Apr 6, 2019 | 0 comments

“Pinball Wizards” – Photo by Vicki Carter

I was probably the one who began calling it “Show and Tell” – a throwback to my years of teaching primary-aged kids in the days when we actually had the luxury of time in the classroom.  Our Friday Night Gatherings, of course, are all about the luxury of time spent with friends each week – a “guzz’n’gossip time” Gordon used to call it or “a salon” according to Cate or “a soiree” Cyndy once said.   Nyel and I still just call it “Friday Night” but it often ends with Tucker sharing something from his seemingly endless collection.  That’s the part of the evening I now think of as “TST” (which, according the online Freed Dictionary has 79 meanings, none of which is “Tucker’s Show and Tell.”

I don’t remember exactly when Tucker began bringing things to tell us about.  Sometimes it would be something small that he’d pull out of his pocket.  Sometimes it would be a photograph or a document that he carried in a manila folder and sat on top of the piano until TST time came.  Always, he waits until toward the end of our five-to-seven time slot; often, I have to cue him by asking, “Tucker, did you bring something to share?”  He has never said “no” that I remember.

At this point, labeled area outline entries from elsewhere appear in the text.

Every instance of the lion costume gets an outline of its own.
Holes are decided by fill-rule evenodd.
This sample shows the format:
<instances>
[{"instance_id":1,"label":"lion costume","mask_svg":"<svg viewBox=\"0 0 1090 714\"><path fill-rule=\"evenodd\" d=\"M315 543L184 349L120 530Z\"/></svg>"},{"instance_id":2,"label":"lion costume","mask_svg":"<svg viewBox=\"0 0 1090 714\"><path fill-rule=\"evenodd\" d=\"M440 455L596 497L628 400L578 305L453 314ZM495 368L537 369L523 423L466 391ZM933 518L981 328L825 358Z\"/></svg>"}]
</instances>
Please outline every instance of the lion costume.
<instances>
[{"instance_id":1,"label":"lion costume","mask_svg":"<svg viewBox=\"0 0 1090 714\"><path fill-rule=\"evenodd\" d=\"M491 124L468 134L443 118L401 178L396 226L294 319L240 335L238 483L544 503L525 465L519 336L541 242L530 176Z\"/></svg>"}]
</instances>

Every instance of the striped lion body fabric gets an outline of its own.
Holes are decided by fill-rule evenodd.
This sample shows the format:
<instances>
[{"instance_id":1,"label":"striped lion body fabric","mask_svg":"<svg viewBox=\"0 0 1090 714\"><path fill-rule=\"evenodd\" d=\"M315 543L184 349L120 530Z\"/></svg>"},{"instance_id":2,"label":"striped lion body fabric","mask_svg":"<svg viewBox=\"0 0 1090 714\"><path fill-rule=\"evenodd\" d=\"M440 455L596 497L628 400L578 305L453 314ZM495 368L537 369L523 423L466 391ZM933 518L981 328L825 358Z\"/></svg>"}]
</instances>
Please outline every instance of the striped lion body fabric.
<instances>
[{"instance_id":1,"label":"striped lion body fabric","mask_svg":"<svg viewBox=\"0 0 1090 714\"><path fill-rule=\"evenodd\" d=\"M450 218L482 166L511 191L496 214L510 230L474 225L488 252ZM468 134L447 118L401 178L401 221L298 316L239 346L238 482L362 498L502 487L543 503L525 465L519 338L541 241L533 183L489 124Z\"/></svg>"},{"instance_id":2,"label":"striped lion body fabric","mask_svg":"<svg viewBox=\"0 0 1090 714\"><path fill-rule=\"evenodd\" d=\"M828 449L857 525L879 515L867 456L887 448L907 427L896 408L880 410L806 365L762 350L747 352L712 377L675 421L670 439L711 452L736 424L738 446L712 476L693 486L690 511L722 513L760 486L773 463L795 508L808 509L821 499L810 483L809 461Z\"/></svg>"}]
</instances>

Tucker wih His Pinball Machines – 2009

Tucker is a collector.  Not a collector of any one thing – not like those who collect teacups or garden gnomes or old tools.  Tucker is an eclectic collector – everything from shipwreck salvage to World War One posters to German Foresters’ ephemera or old, hand-painted signs.  Much of what he collects (but not all) relates to his family heritage.  Perhaps the biggest single part of his collection are the pinball machines – over 100 of them at one count– and now mostly in storage while he readies a part of his boat house to serve as an arcade!

Last night he brought his Show and Tell on hand truck.  (I think that was a first!)  He sat it more-or-less out of sight from the gathering and, when the time came (read: when prompted) presented us with a fabulous 1932 pinball called “Five Star Final.”  For a penny, the player could put seven balls in play, including “the gold” ball made of brass.   It got double points wherever it landed!

Five Star Final

In typical Tucker fashion, he gave us a bit of background on the game:  “Five Star Final” was a 1931 Hollywood movie based on a play by Louis Weitzenkorn. It was nominated for Best Picture. The maker, David Gottlieb, grandson, chose the name because he thought it was the last game he would ever make but, as it turned out, the D. Gottlieb & Company continued making pinballs from 1931 to 1977 when Columbia Pictures Industries acquired the company from the Gottlieb family. In 1983, after the Coca Cola Company had acquired Columbia, the pinball assets of D. Gottlieb & Co. were transferred to a new Coca Cola subsidiary, Mylstar Electronics.

Five Star Final is described in the International Pinball Data Base as a “table top/counter game; the machine is approximately 32 inches long, 17 inches wide, and 8 inches high; 5,7, or 10 balls per play, for 1 cent or 5 cents.  Figure Eight playfield layout.”

What couldn’t be described was the fun that the game provided to last evening’s Friday Nighters!